Der Vorgänger konnte trotz langer traditionsbewusster Konzeption nicht mehr überzeugen. Rough Diamonds hingegen geht mit besseren Kompositionen wenigstens schon mal wieder in die richtige Richtung.

Bad Company waren noch nie sonderlich harte Rocker, haben dies nie behauptet und müssen es auch gar nicht sein. Bei der Band mag manchmal der Drive fehlen, doch das gleicht die Band mit großen Emotionen, versierten Stimmeinsatz und gefühlvollen Gitarrenspiel wieder aus, zumindest so lange die Komposition an sich stimmt. Und die stimmt im Opener Electricland außerordentlich gut. Verhalten mystisch mit Sinn für eine gute Melodie startet das Lied und packt im Refrain sowohl Powerchords als auch genügend Energie aus um den Hörer positiv auf das Album einzustimmen. Damit ist das Lied besser als so ziemlich sämtliches Material auf dem Vorgängeralbum.

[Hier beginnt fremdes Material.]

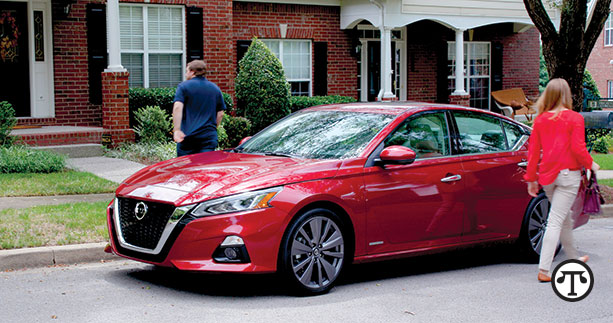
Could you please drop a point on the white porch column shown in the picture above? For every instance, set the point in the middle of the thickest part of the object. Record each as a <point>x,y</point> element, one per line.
<point>112,26</point>
<point>386,92</point>
<point>459,63</point>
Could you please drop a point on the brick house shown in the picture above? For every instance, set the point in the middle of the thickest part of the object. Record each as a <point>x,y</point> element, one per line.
<point>70,70</point>
<point>600,63</point>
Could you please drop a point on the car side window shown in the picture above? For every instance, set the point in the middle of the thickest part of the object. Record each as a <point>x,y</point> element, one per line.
<point>480,133</point>
<point>513,133</point>
<point>426,134</point>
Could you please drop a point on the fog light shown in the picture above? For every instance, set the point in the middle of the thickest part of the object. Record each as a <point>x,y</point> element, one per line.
<point>231,253</point>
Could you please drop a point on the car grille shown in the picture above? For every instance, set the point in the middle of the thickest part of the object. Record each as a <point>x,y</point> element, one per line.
<point>144,233</point>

Up-Tempo-Rocker muss man bei Bad Company auch nicht mehr erwarten. Schade eigentlich, denn auf Dauer stagniert die Band so etwas und rettet sich nicht in höhere Qualitätsregionen. Es bleibt halt bei einem „konstant gut“ wie zum Beispiel im groovigen, versiert eingespielten Untie the Knot, welches beweist dass Paul Rodgers immer noch eine große Stimme besitzt. Nuthin' on the TV groovt dank Honky-Tonk-Piano cool vor sich hin und sorgt für den Spaßfaktor.

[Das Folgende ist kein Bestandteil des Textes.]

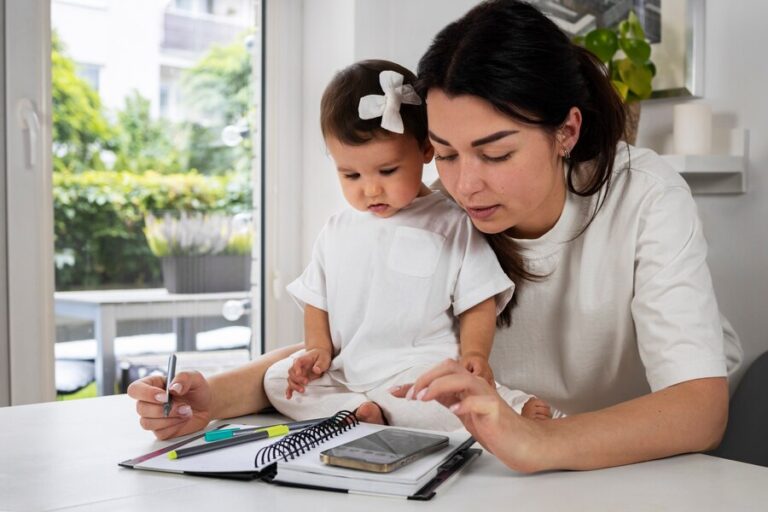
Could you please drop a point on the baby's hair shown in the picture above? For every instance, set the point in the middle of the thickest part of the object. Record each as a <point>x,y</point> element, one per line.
<point>339,116</point>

Bevor dann das Album auf Dauer leider belanglos wird gibt es mit Painted Face noch mal einen Knaller. So muss eine Klavierakkordfolge und Strophenmelodie klingen um zu überzeugen. Die Gitarreneinwürfe eines Mick Ralphs tun ihr Übrigens um den Hörer positiv zu stimmen. Dazu gibt es eine sanfte Gesangslinie. Fertig ist ein sehr gutes, schönes Lied. Warum nicht so auf dem Rest des Albums?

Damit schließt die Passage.